L’omicidio del giornalista slovacco e della sua fidanzata ha a che fare molto probabilmente con l’accesso alle informazioni. Non è raro infatti che le istituzioni che ricevono una richiesta di accesso alle informazioni informino immediatamente chi è oggetto dell’inchiesta giornalistica
(Originariamente pubblicato dal portale di giornalismo investigativo OCCRP , il 12 marzo 2018)
Non appena pubblicata l’ultima inchiesta del loro collega assassinato, il reporter slovacco Jan Kuciak, i suoi colleghi giornalisti si sono concentrati su un’altra importante questione: perché è stato ucciso? E come hanno fatto i suoi assassini a sapere che stava lavorando ad un’inchiesta su di loro?
La prima risposta è semplice. Kuciak e la sua fidanzata sono stati uccisi nella loro casa a fine febbraio da uno o più sicari professionisti. La polizia e i colleghi ritengono che il movente dev’essere stata un’inchiesta a cui stava lavorando o aveva lavorato. Giornalisti e polizia hanno una lista di sospettati e l’indagine è in corso.

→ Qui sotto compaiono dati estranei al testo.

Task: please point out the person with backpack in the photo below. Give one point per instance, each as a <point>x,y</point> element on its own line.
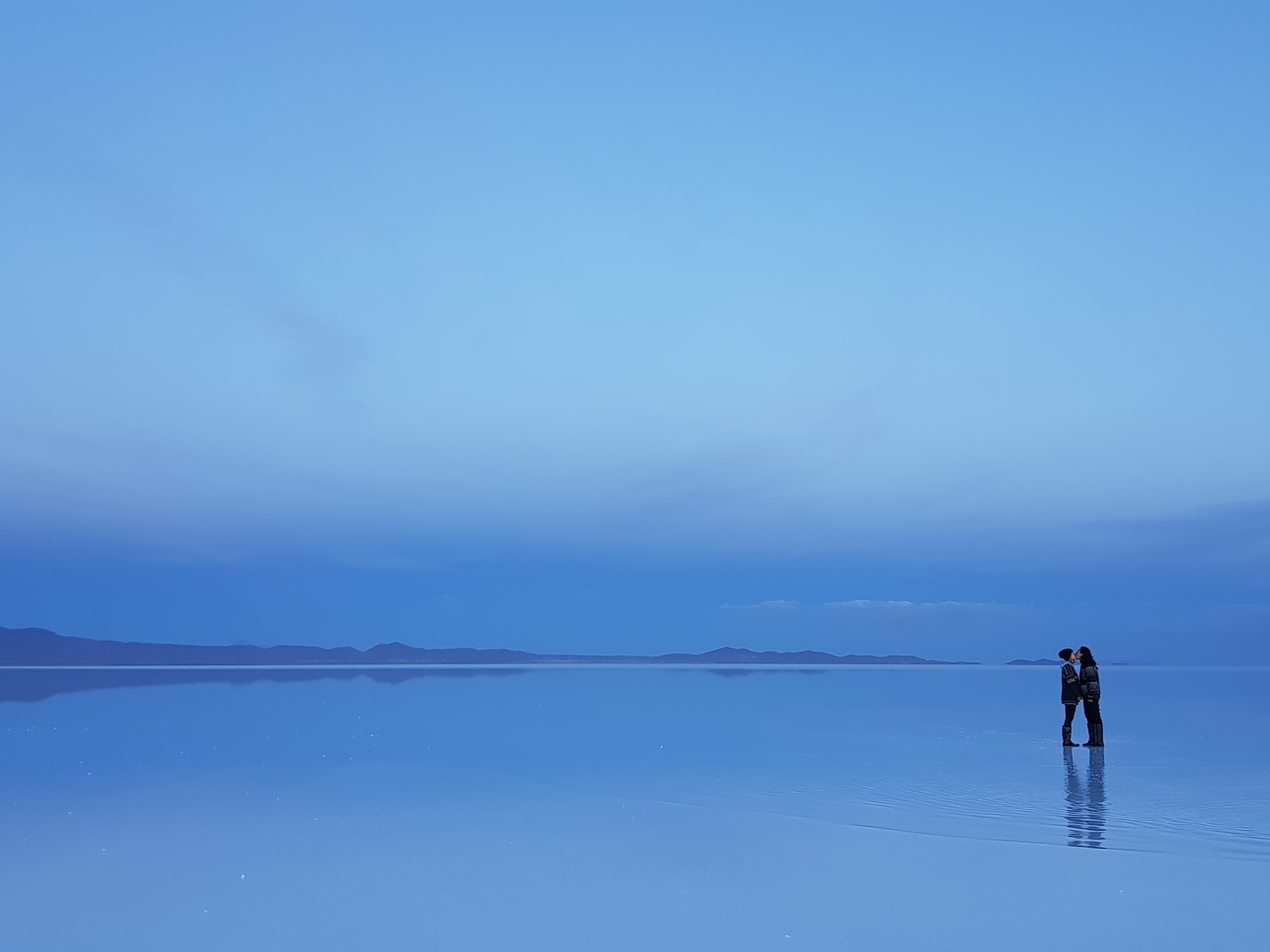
<point>1071,693</point>
<point>1091,693</point>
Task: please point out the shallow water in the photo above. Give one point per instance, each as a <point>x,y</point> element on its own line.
<point>322,812</point>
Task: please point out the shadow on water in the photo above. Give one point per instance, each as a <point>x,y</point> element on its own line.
<point>31,685</point>
<point>1086,800</point>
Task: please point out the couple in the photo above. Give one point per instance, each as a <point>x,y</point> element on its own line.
<point>1082,685</point>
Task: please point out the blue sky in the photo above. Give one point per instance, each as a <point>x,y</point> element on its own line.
<point>572,326</point>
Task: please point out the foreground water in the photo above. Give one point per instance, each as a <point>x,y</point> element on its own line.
<point>630,809</point>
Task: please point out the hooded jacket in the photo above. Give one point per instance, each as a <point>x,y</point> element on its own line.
<point>1071,684</point>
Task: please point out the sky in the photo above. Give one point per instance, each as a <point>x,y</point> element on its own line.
<point>907,327</point>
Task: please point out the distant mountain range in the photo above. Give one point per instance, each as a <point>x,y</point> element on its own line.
<point>37,648</point>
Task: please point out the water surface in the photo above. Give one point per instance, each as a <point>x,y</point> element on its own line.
<point>627,807</point>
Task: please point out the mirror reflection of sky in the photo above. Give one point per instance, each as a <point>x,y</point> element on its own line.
<point>654,327</point>
<point>630,807</point>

La seconda domanda è molto più problematica e la probabile risposta è inquietante: la persona o le persone che hanno ordinato l’uccisione di Kuciak potrebbero aver appreso che stava lavorando ad una storia su di loro a causa di una fuga di notizie da parte di funzionari pubblici. L’origine della soffiata, ritengono i colleghi, potrebbe essere una delle richieste fatte nell’ambito della legge sulla libertà di informazione: uno degli strumenti più preziosi a disposizione dei giornalisti.

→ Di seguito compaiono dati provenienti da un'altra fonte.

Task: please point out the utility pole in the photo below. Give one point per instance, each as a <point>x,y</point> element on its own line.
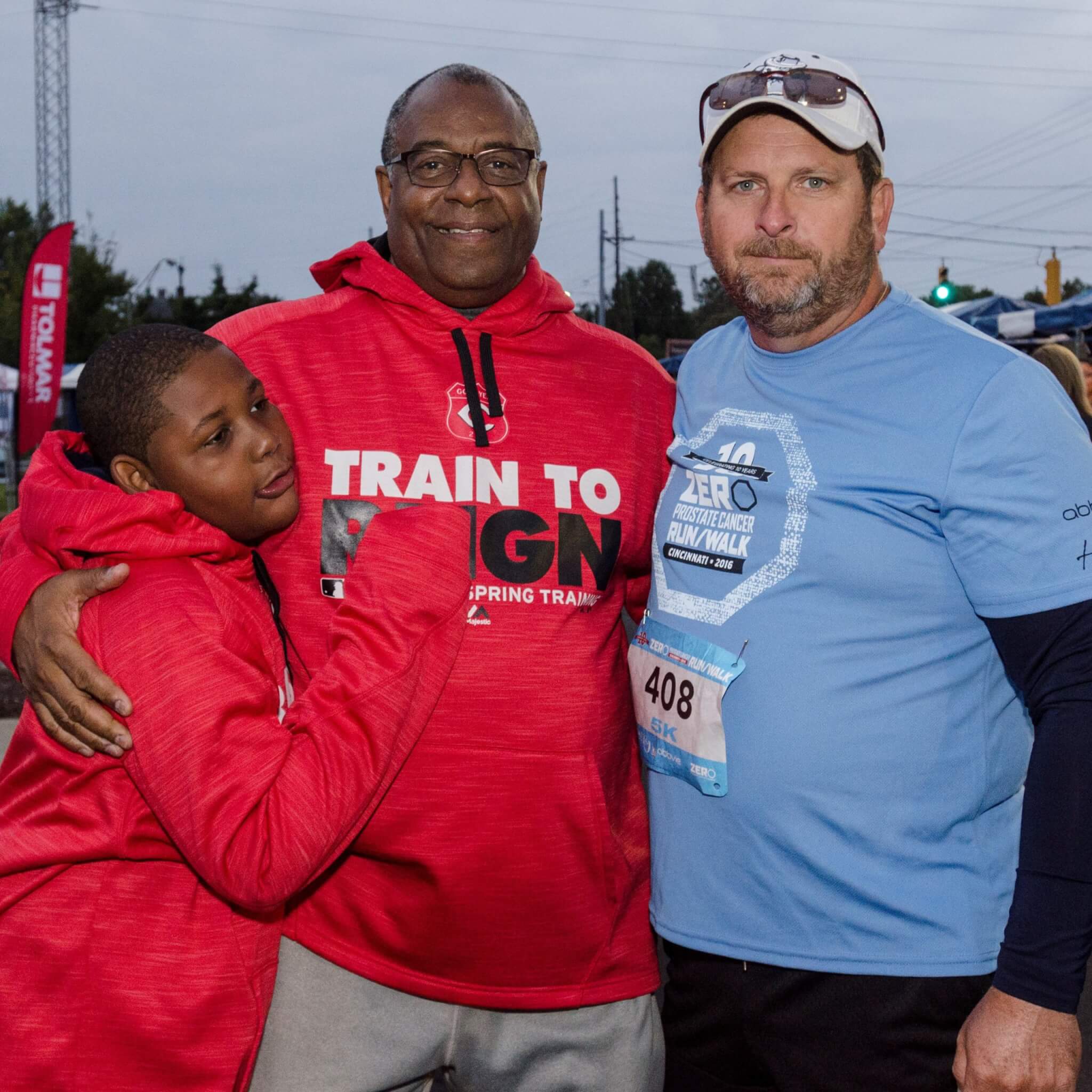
<point>52,105</point>
<point>603,274</point>
<point>619,238</point>
<point>1053,279</point>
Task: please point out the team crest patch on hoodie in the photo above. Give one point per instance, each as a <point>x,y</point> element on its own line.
<point>459,415</point>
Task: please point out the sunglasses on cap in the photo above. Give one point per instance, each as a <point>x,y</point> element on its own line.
<point>807,86</point>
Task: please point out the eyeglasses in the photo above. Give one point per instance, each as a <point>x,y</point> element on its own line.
<point>436,167</point>
<point>807,86</point>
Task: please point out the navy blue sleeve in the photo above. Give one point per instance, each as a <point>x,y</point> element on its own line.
<point>1049,938</point>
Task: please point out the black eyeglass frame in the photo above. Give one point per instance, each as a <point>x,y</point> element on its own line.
<point>530,153</point>
<point>783,73</point>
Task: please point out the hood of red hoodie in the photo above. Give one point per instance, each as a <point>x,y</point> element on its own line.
<point>75,516</point>
<point>531,303</point>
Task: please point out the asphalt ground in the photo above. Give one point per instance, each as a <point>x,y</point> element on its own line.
<point>1085,1016</point>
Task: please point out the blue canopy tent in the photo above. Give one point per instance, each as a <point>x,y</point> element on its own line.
<point>986,307</point>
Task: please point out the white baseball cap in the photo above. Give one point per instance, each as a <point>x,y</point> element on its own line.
<point>824,93</point>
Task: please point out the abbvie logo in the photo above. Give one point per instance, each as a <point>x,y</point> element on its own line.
<point>47,281</point>
<point>479,616</point>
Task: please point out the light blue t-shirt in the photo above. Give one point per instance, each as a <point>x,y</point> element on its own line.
<point>901,479</point>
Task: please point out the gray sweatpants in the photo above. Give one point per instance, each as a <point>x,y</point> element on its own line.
<point>331,1031</point>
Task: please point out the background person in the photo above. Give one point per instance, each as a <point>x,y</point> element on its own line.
<point>836,868</point>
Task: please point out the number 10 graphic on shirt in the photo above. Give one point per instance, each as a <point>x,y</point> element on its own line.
<point>678,683</point>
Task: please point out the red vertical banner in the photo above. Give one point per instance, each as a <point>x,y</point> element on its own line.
<point>42,341</point>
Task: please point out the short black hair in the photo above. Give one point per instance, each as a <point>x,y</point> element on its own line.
<point>117,398</point>
<point>869,162</point>
<point>469,77</point>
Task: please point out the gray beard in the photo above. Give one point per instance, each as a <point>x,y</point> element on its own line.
<point>834,285</point>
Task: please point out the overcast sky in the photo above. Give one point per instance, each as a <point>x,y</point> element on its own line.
<point>248,132</point>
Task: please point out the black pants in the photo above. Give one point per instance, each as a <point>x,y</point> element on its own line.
<point>735,1027</point>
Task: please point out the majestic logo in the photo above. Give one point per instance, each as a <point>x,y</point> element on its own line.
<point>459,415</point>
<point>479,616</point>
<point>47,281</point>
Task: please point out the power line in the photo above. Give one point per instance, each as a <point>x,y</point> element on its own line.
<point>990,186</point>
<point>992,243</point>
<point>1000,228</point>
<point>252,6</point>
<point>372,36</point>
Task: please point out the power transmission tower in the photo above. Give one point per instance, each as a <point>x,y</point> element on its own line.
<point>52,104</point>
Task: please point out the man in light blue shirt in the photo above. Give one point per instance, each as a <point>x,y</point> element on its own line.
<point>874,502</point>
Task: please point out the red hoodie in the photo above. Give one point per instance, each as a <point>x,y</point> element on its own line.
<point>509,864</point>
<point>123,963</point>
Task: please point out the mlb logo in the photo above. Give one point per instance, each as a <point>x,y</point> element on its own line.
<point>47,281</point>
<point>459,415</point>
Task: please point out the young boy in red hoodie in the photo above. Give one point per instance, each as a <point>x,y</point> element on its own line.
<point>170,869</point>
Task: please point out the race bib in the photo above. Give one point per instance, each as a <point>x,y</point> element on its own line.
<point>678,683</point>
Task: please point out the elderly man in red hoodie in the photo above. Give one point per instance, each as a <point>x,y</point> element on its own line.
<point>492,920</point>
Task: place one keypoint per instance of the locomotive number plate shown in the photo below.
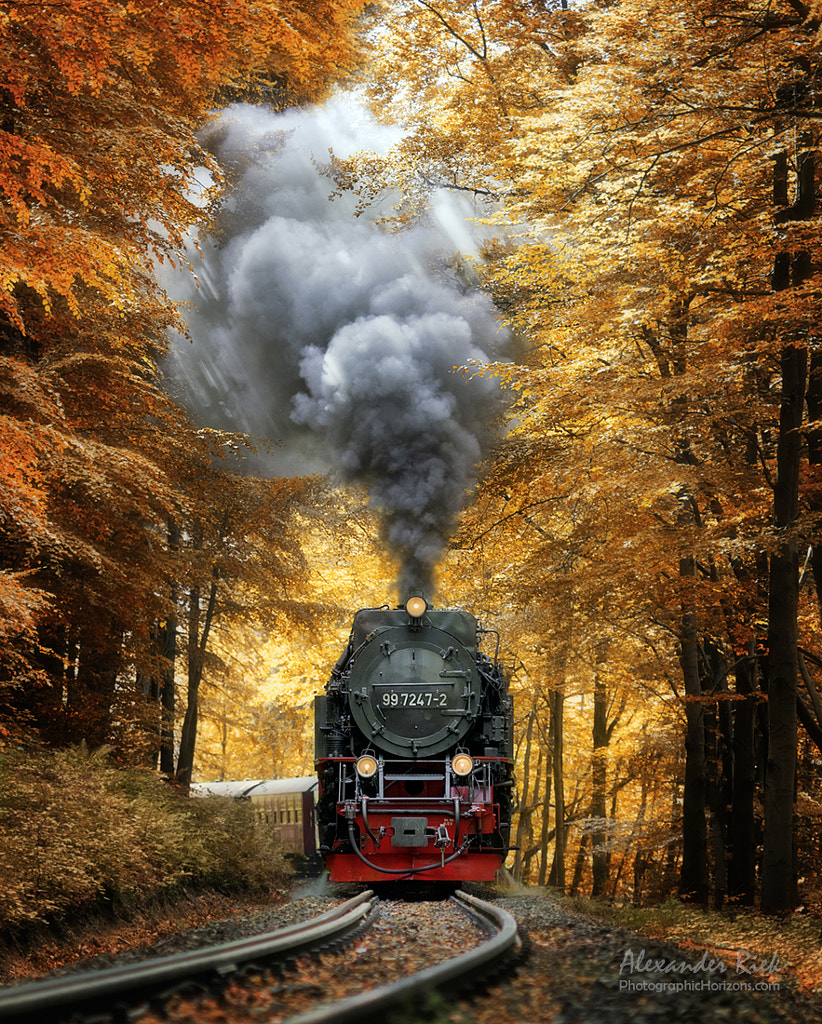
(414, 698)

Kuciak lavorava presso Aktuality.sk , il principale portale di notizie in Slovacchia. In collaborazione con il Progetto inchieste su criminalità organizzata e corruzione (Organized Crime and Corruption Reporting Project – OCCRP ), stava indagando sulle infiltrazioni della ‘ndrangheta nel suo paese. Stava seguendo alcuni indizi che lasciavano intendere che del denaro delle imposte UE sarebbe finito nelle mani della ‘ndrangheta attraverso i sussidi agricoli che Bruxelles aveva assegnato alla Slovacchia. Aveva anche trovato una serie di collegamenti problematici tra funzionari slovacchi a vari livelli, specialmente nel partito di governo SMER, e le famiglie italiane con legami con la mafia calabrese. Stava anche indagando su problemi di corruzione in altre agenzie statali.
Kuciak aveva ottenuto molte delle informazioni necessarie per queste inchieste grazie alla legge sulla libertà di informazione (FOI). Infatti, all’età di 27 anni, era considerato uno dei giornalisti più prolifici ed esperti del paese quando si trattava di presentare tali richieste. Aveva anche esperienza con le banche dati pubbliche in Slovacchia.

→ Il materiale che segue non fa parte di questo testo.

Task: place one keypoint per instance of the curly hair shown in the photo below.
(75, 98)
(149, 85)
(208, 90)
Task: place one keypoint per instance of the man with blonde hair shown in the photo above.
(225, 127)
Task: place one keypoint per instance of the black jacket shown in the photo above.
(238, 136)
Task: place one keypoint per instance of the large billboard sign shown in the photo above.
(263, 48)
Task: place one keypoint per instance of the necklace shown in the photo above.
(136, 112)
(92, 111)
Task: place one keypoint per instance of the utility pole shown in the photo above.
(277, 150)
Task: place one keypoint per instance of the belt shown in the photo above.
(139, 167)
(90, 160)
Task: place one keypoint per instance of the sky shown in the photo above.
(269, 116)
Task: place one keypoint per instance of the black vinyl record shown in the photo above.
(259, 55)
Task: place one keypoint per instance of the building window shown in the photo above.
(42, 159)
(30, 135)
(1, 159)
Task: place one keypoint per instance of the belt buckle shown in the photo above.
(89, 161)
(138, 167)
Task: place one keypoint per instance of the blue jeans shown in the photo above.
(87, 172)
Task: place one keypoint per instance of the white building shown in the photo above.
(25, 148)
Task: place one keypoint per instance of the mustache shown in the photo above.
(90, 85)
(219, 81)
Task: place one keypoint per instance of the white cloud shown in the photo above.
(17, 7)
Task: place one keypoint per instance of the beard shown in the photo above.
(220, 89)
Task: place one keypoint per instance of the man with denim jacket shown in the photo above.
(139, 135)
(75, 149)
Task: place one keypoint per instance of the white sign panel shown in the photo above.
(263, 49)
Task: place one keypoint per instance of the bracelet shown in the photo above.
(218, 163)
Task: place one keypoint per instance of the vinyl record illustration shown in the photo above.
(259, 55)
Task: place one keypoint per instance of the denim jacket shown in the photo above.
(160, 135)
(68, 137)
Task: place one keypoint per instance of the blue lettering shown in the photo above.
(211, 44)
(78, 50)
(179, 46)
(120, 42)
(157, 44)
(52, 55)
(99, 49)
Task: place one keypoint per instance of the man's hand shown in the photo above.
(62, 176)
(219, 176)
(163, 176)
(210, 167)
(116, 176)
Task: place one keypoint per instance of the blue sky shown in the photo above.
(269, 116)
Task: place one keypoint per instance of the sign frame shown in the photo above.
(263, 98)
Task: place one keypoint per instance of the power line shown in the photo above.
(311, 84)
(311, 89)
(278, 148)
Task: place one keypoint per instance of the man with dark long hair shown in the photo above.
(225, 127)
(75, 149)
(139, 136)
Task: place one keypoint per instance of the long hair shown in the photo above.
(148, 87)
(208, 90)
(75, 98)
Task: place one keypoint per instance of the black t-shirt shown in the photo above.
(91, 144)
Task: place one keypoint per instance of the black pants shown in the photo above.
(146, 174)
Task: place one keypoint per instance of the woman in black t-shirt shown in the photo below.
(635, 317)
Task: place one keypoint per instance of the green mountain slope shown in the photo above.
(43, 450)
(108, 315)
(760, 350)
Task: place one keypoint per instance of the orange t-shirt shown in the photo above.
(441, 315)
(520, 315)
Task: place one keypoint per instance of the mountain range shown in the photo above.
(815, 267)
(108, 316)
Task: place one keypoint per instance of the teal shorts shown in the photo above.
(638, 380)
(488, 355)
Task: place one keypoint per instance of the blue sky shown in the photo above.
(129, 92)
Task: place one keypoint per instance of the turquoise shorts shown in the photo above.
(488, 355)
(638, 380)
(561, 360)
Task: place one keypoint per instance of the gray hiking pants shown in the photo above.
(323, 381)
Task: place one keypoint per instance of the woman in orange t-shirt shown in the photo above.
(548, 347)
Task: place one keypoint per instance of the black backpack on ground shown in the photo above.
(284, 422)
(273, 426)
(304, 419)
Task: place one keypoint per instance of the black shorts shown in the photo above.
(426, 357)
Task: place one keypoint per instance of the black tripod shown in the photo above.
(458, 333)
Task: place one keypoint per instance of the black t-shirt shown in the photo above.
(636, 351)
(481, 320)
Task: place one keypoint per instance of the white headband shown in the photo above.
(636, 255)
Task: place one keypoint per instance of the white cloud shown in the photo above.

La funzione fondamentale delle leggi sulla libertà di informazione (FOI o leggi sull’accesso alle informazioni), che esistono nella maggior parte dei paesi UE, è quella di garantire che i cittadini siano informati sulle attività del loro governo. Questo è considerato vitale per il funzionamento di una società democratica. Ma i giornalisti, per usufruire di queste leggi, spesso devono identificarsi presso gli uffici governativi a cui richiedono informazioni.
Secondo il capo-redattore di Kuciak, Marek Vagovic, che dirige il dipartimento investigativo di Aktuality.sk, Jan era generalmente molto bravo nel gestire le informazioni sensibili.
"So quanto fosse attento alla sicurezza", ha dichiarato a OCCRP. "Tutte le sue bozze, annotazioni e prove erano criptate. Ecco perché penso che le informazioni siano state divulgate dalla polizia, dai pubblici ministeri, dai tribunali o dagli impiegati a cui ha inviato richieste di informazioni comunicando i suoi dati personali, come il suo indirizzo".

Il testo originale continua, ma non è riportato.